On the weekend he walked over to the university across town, and spent hours in the library looking at the books on human sexuality. Whole new worlds of the imagination opened up. Delving into the Masters and Johnson studies, feeling flushed and the heat of excitement down below reading the clinical studies of guy on girl, guy on guy, girl on girl, girl on guy on girl, and all the exciting variety of expressive forms that all felt very new and adult to him.
He imagined himself taking part in these games, but really couldn't see doing any of that with anyone in real life. Although, he could certainly fantasize about it. At church staring at the lady with long curls in the choir loft, the mother of one of the kids in Sunday School, he imagined undressing her from the choir robe to see what lay beneath. And musing on imaginary sexual encounters while the preacher at Soul's Harbor, his grandmother's church, stood there on the stage railing on about how Jesus was coming back to judge them all for their sins. Maybe even coming back today to find him out as he sat there indulging the fantasies and trying to manage the uncontrollable tightening inside his polyester suit.

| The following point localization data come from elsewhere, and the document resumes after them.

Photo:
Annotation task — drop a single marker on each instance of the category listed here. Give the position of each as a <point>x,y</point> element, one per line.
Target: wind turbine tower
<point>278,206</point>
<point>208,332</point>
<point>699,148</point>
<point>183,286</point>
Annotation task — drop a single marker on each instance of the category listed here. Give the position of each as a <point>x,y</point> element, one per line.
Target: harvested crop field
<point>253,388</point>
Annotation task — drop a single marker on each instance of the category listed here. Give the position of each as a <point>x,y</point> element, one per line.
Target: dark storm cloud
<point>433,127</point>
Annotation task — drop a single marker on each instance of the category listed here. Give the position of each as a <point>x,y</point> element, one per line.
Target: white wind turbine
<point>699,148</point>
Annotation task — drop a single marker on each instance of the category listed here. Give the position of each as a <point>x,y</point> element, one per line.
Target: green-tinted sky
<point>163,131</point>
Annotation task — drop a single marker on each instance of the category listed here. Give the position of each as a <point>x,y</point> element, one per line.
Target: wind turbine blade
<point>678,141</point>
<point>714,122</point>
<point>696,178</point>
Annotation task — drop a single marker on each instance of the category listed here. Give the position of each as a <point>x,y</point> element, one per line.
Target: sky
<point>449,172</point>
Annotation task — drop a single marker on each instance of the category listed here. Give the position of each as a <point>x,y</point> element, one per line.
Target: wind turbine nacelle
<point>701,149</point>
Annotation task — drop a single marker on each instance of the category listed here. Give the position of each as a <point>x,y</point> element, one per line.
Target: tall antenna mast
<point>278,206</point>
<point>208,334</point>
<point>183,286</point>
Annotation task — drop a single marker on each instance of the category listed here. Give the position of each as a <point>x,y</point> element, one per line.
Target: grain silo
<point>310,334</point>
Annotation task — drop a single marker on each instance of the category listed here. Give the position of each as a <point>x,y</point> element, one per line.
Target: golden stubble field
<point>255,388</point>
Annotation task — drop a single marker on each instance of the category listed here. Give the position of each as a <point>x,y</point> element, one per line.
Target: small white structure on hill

Sometimes he would take his trumpet to church, playing on stage with the rock band, following the lead of the electric guitar and drummer, as the singer banged along on the tambourine, singing, "can't nobody do me like Jesus, can't nobody do me like the lord". Then back home at night, on his trumpet practicing the songs they played, as fantasies of all manner of sexual couplings would crowd into his head, thoughts of getting it on with man and beast alike, heated scenes giving way to visionary nightmares from the preacher man, dreams of the end of the world, of Jesus coming back, angry and violent, of everything slipping into chaos around him.
And that's where the music came in to save him, the soothing sounds of the stereo and his new found love of records. Slipping on the headphones and singing along, "try not to get worried, try not to hold onto problems that upset you now". Now that felt right on the inside, and he really couldn't understand why Jesus wouldn't be down with getting it on too. And his thoughts moved to Jesus and Mary Magdalene making it, passion rising from where he laid his head on her bosom.
Spring came and he got the courage to sign up for track, but since he hadn't played on the football team in the fall, he had to practice running sprints by himself on the dirt track during PE class. Somehow his confidence grew, and he begin to stand up to the bullies when they messed with him. In art class, working on an ink drawing, Wayne, the kid at the desk next to him, knocked ink across his drawing. Feeling the anger rise, he dipped his ink pen in the well and threw it onto the other boy's work.
And pushing back from the desk, they went head to head as the teacher came to the back of the classroom and pulled them apart. She called the assistant principal, but he didn't care. He hated the mediocrity and hated them for ruining his artwork, and vowed to never give in, to never fit in to their world. It didn’t matter anyway, he told himself, he had a whole world inside his own head. And it came spilling out in sound and color on the pages of his artworks, the expression of his music.